Those Wacky Liberals at The Economist (and they’re anonymous!)

On Bush’s budget: “George Bush presented Congress with a $2.4 trillion budget for the next. Think of it as a campaign brochure, complete with glossy pictures of the president bringing relief to the elderly, restoring the environment and exhorting the young.”

The Economist writers also appear more skilled at crafting sentences than their peers at the NYT (though they spell “defence” in that funny, European, way): “For the armed forces and homeland defence come big proposed increases in spending, up by 7% and 10% respectively.” (The NYT said that the homeland would be 10% more secure, rather than correctly stating that we’d be spending 10% more on homeland security.)

There’s also more substantive content in the Economist piece:

If this [cutting the deficit in half over the next five years] all looks too good to be true, it is. For once, the administration has not fiddled the books by relying on unrealistically high growth rates in the coming years; but it has relied on other fibs. For a start, the budget does not factor in the future costs of keeping soldiers in Iraq and Afghanistan: even Mr Bush’s own budget director says costs could be as much as $50 billion for Iraq alone in 2005. Then the usual implausible savings are found from “waste, fraud and abuse”. Third, all the president’s cuts are to fall on the one-fifth of the total budget that counts as domestic discretionary spending—hardly likely to happen in an election year.

Mr Bush’s most culpable failing lies in his refusal to think beyond the 2009 horizon. Take, first, the tax cuts of 2001 and 2003, which Mr Bush wants to make permanent at a ten-year cost, when other new proposals for tax-free savings schemes are added in, of $1.25 trillion. The cuts may well have provided a welcome economic stimulus at a time when confidence was knocked by recession and terrorist attack. But after 2009, these cuts will equal three-quarters of the total deficit, even by the administration’s own numbers. [more …]
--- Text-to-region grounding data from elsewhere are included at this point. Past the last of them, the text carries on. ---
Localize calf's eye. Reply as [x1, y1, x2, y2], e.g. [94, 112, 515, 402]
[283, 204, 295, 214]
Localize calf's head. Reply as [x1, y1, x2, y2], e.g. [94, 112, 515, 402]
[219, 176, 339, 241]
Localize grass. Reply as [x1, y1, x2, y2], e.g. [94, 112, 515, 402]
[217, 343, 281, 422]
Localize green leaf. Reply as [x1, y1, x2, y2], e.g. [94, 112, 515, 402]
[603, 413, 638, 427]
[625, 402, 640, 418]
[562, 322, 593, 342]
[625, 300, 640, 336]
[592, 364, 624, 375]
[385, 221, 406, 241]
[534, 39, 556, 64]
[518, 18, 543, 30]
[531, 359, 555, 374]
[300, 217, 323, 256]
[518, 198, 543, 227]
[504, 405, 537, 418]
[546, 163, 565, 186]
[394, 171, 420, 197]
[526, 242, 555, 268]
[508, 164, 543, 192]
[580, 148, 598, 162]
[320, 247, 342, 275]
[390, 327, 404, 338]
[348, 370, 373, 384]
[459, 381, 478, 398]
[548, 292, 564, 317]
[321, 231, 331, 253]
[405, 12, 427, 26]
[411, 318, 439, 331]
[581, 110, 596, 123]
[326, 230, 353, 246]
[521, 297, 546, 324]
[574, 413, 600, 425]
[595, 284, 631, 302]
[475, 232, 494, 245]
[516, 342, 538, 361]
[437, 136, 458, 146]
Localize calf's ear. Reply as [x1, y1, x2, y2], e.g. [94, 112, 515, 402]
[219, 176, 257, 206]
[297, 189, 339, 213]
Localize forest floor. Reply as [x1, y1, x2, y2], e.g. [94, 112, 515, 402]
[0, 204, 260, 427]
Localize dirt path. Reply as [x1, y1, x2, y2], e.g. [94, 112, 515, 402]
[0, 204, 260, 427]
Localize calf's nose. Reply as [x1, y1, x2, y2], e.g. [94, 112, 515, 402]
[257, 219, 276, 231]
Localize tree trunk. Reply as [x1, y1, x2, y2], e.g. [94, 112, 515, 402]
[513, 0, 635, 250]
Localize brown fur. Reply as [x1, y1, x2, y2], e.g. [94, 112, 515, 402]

Get it? If Bush excludes war costs, and makes unrealistic assumptions, and defines the time window just right, then maybe, just maybe, the deficit will be cut in half. Of course, cutting it in half will still mean a deficit over 1/4 billion dollars, or a bit more thant 2.2% of GDP — which is about the size of Clinton’s last surplus, but of course, in the opposite direction. Under the most optimistic of scenarios, the current budget proposes to run deficits the size of Clinton’s surpluses.